Oversubscription is already a factor. The Reception entry route shows more applications than offers in the provided admissions figures. Families should approach entry as competitive and keep a realistic Plan B. (FindMySchool admissions results, as provided in your input.)
Year group availability can change. The school has indicated that some year groups can be full with waiting lists while others have spaces, which matters for in-year moves. If you are relocating, check availability early and understand how in-year admissions are handled.
Values-led education is a real feature, not window dressing. The Learn Together programme addresses belief systems, ethics, and equality explicitly. Many families will see this as a strength, but those wanting a more traditional curriculum presentation without a dedicated ethical education strand should make sure the approach aligns with their expectations.
Abbey Farm Educate Together Primary is a new but already externally validated school, with a values-led curriculum that is unusually explicit for an English state primary and an early years phase judged Outstanding.
It best suits families in the Abbey Farm area who want an inclusion-forward ethos, clear routines, and a school that is still growing into full capacity, and who are comfortable weighing inspection evidence and curriculum intent more heavily while published outcome trends mature. Entry remains the practical constraint, because demand at Reception level is already ahead of places. (FindMySchool admissions results, as provided in your input.)
The most recent inspection, carried out on 20 and 21 May 2025, graded the school Good for quality of education, behaviour and attitudes, personal development, and leadership and management. Early years provision was graded Outstanding, which is a strong signal for families with younger children.

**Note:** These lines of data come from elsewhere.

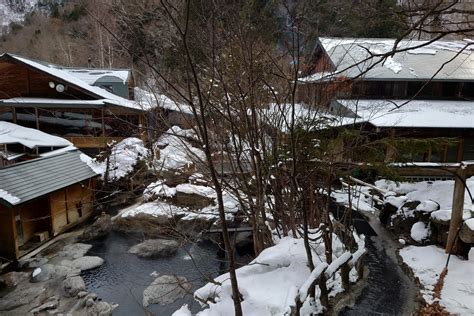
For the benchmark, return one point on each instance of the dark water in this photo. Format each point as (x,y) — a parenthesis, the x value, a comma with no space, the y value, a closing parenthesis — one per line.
(124,276)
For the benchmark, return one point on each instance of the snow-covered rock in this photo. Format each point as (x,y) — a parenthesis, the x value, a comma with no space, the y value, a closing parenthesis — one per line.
(165,290)
(75,251)
(420,232)
(72,286)
(123,158)
(427,264)
(176,151)
(87,263)
(155,247)
(428,206)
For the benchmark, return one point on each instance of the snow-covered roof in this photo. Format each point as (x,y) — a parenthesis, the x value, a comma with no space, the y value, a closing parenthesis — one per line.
(15,134)
(65,76)
(413,113)
(149,100)
(90,76)
(31,179)
(351,58)
(51,102)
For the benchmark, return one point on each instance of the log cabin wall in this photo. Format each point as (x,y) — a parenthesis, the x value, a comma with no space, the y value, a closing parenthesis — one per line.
(71,205)
(8,247)
(34,218)
(20,81)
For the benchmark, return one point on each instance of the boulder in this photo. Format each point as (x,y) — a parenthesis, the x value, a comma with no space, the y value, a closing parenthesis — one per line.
(87,263)
(101,308)
(43,273)
(12,279)
(72,286)
(146,225)
(32,263)
(386,212)
(99,229)
(195,226)
(66,270)
(155,248)
(51,303)
(20,297)
(165,290)
(75,251)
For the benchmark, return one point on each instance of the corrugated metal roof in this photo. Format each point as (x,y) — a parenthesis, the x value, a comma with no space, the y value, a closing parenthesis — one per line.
(28,180)
(352,57)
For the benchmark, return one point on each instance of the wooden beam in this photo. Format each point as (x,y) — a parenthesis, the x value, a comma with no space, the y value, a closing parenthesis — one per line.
(458,208)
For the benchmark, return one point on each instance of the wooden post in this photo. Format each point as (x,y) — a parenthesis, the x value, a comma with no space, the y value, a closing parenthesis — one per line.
(103,121)
(345,270)
(458,208)
(37,118)
(14,114)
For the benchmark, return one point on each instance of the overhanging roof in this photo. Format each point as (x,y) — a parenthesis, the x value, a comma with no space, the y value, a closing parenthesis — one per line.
(413,113)
(352,58)
(32,138)
(23,182)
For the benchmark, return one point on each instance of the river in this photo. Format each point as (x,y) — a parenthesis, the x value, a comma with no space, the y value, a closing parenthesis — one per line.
(124,276)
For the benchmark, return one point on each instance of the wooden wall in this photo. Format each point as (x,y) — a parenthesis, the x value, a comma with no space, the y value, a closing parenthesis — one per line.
(35,217)
(8,248)
(71,205)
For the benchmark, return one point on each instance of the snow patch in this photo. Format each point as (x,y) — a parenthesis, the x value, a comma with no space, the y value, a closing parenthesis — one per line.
(420,231)
(427,264)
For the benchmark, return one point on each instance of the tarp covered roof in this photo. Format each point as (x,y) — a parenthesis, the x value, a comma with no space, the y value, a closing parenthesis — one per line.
(351,57)
(67,77)
(90,76)
(15,134)
(31,179)
(413,113)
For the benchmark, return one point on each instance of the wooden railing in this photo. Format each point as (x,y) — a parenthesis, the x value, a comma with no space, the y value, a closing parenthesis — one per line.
(92,141)
(323,272)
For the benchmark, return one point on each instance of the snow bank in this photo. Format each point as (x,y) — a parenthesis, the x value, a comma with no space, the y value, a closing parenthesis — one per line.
(440,192)
(176,151)
(8,197)
(123,158)
(420,232)
(427,264)
(269,283)
(149,100)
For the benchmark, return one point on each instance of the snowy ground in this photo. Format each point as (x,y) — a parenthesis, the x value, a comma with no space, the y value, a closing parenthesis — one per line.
(272,281)
(427,264)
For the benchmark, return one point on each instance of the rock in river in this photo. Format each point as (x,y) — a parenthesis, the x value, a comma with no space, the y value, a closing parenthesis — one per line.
(72,286)
(43,273)
(75,251)
(11,279)
(87,263)
(155,247)
(101,227)
(165,290)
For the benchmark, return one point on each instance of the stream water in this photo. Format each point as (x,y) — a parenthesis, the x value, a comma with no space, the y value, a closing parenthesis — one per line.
(388,290)
(124,276)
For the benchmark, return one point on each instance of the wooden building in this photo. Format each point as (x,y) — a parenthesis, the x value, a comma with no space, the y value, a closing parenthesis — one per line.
(89,107)
(424,91)
(41,198)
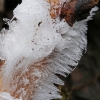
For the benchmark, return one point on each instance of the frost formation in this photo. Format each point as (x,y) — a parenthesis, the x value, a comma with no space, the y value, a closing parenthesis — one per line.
(35,48)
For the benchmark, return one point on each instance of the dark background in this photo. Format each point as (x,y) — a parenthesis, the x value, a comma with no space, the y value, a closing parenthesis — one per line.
(84,82)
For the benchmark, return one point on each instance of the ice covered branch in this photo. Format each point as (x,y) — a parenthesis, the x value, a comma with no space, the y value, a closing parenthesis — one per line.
(37,45)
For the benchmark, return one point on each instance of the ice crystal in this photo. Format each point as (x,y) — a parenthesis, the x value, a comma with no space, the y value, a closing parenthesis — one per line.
(34,49)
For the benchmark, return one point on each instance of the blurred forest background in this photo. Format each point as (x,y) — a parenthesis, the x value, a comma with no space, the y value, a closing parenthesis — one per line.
(84,82)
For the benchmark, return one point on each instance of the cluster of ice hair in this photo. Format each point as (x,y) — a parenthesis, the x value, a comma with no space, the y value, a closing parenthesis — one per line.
(35,48)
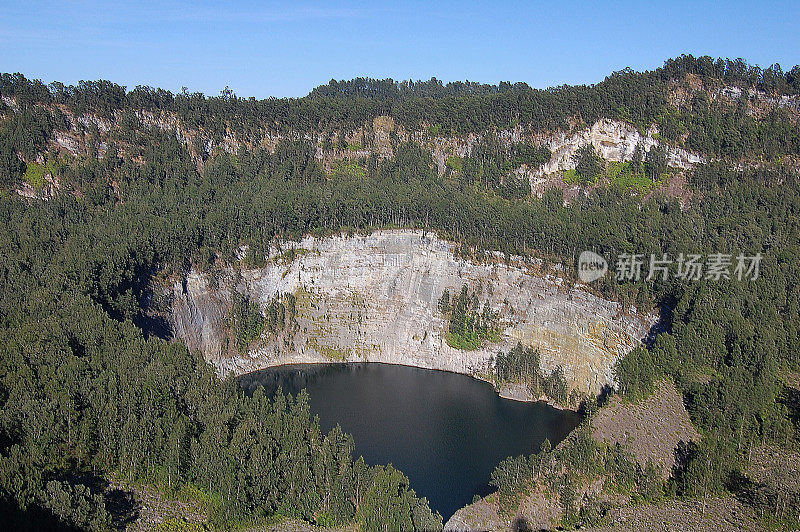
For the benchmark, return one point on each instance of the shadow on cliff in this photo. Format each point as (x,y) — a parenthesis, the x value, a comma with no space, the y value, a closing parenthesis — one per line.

Applications for September 2026 open on 01 September 2025 and close at midnight on 15 January 2026. Applications are made through Swindon’s coordinated admissions process, and late applications are considered after on-time applications.
Yes. Breakfast club runs from 8.00am to 8.40am, and after-school club runs from 3.15pm to 6.00pm. It is sensible to check how places are booked and whether availability varies by day.

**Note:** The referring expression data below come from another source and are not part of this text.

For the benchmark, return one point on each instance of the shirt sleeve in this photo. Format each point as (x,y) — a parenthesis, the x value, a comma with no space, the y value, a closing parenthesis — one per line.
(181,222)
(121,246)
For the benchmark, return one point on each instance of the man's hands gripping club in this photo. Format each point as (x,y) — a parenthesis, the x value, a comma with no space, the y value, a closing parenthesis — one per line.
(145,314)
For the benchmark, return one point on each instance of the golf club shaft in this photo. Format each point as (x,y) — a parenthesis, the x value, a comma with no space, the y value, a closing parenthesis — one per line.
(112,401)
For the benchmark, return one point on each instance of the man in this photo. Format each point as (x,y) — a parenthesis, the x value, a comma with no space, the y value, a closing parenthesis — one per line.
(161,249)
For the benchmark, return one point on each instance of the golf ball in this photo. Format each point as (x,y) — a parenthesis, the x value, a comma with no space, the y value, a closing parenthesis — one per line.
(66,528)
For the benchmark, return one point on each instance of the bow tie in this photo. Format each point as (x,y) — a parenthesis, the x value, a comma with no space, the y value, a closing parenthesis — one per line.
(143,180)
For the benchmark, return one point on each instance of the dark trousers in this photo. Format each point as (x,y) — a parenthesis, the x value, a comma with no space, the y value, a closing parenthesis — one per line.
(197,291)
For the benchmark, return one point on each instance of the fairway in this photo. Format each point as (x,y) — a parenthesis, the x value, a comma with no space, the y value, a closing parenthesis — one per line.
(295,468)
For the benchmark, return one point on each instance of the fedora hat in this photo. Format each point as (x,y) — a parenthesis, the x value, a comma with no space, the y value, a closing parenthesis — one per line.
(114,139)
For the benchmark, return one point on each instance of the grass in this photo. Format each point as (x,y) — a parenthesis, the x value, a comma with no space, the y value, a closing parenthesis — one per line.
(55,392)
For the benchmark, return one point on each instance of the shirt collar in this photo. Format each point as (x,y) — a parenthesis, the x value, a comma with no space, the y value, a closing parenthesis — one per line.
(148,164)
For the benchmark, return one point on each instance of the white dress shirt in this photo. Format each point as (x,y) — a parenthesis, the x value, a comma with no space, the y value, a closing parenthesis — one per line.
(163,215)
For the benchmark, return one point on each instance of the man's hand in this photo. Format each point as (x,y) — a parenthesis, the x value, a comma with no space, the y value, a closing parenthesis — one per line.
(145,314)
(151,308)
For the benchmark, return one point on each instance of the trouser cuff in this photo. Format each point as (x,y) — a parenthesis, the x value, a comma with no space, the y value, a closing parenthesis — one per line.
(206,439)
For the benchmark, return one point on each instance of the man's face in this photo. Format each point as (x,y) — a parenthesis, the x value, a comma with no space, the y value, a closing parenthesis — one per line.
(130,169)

A distinctive feature is the Learn Together curriculum, structured around moral and spiritual development, justice and equality, ethics and the environment, and belief systems. This provides a planned approach to values, identity, and citizenship education across school life.
Yes, the school runs a pre-school with published session structures and timings. Families considering early years entry should ask how progression into Reception is handled and what that means for continuity.